La sortie en règle de deux candidates libérales qui ont sur le « sexisme » de la Coalition avenir Québec est une « job sale » qui prouve que les troupes de Philippe Couillard « sont en panique », a ironisé François Legault, lundi.

Mis à jour le 27 août 2018
Martin Croteau LA PRESSE

De passage à Bromont, le chef caquiste n'a pas voulu s'engager dans une escalade avec Marwah Rizqy et Christine St-Pierre. Ces deux candidates libérales ont dénoncé dimanche le « féminisme de façade » de M. Legault et l'ont accusé de « sexisme ».

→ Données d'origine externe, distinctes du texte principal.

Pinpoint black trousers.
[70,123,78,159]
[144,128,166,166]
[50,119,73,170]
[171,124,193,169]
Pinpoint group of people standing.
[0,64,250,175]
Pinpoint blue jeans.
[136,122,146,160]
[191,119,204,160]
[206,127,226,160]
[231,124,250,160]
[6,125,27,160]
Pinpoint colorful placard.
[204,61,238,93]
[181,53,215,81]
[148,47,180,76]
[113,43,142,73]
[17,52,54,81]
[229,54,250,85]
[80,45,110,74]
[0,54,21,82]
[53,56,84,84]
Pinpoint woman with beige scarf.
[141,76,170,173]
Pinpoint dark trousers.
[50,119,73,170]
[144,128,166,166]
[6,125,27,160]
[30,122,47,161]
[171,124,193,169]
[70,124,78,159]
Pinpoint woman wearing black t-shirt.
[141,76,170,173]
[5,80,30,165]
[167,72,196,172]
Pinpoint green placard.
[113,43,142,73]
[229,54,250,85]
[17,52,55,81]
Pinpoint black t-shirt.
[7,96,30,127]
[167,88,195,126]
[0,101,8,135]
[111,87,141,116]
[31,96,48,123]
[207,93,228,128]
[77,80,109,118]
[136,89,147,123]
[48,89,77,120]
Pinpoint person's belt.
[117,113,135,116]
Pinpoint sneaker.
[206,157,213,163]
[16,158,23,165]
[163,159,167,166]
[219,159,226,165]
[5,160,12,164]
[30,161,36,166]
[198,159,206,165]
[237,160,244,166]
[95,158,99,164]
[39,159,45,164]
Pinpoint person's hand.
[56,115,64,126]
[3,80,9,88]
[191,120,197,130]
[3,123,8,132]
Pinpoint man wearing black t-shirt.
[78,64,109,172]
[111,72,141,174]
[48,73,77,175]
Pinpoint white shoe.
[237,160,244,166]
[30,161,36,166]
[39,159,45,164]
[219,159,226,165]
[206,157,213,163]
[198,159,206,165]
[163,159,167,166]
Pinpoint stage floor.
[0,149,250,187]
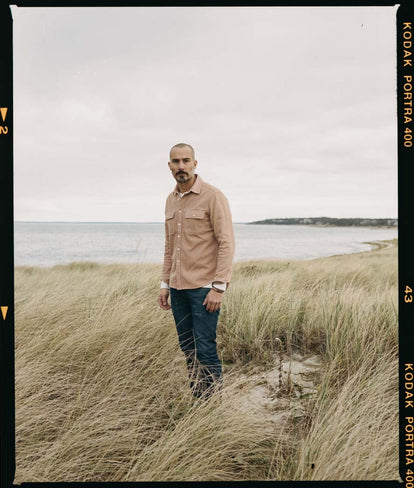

Mais pour le chef de la CAQ, ces critiques en disent plus long sur les libéraux que sur sa propre formation politique. Il reproche au parti de Philippe Couillard de chercher à le « démoniser ».

« Je vais continuer à me concentrer à faire des propositions, à être constructif, a dit le chef caquiste, qui s'est engagé à bonifier les allocations familiales à Bromont. Je comprends que les libéraux sont un peu en panique. Je ne me laisserai pas distraire. »

N'empêche, M. Legault s'est demandé si M. Couillard a cautionné une telle opération. Si une candidate caquiste avait tenu des propos semblables, « elle aurait reçu un coup téléphone » de sa part, a-t-il indiqué.

« Est-ce que M. Couillard a placé un appel ? a-t-il demandé. Ou encore pire: est-ce que c'est lui qui a demandé à Christine St-Pierre de faire cette sortie-là ? Est-ce qu'il se promène comme un homme pur, mais envoie d'autres pour faire des jobs sales ? » 

M. Legault a par ailleurs assuré qu'aucune directive n'a été donnée pour empêcher la candidate Marguerite Blais de participer à un débat dans la circonscription de Les Plaines, comme le rapportait Le Soleil. Il a fait valoir que la candidate participe déjà à deux débats locaux dans le cadre de cette campagne. 

Selon lui, c'est plutôt un conflit d'horaire qui explique pourquoi l'ancienne ministre libérale n'a pu participer au débat.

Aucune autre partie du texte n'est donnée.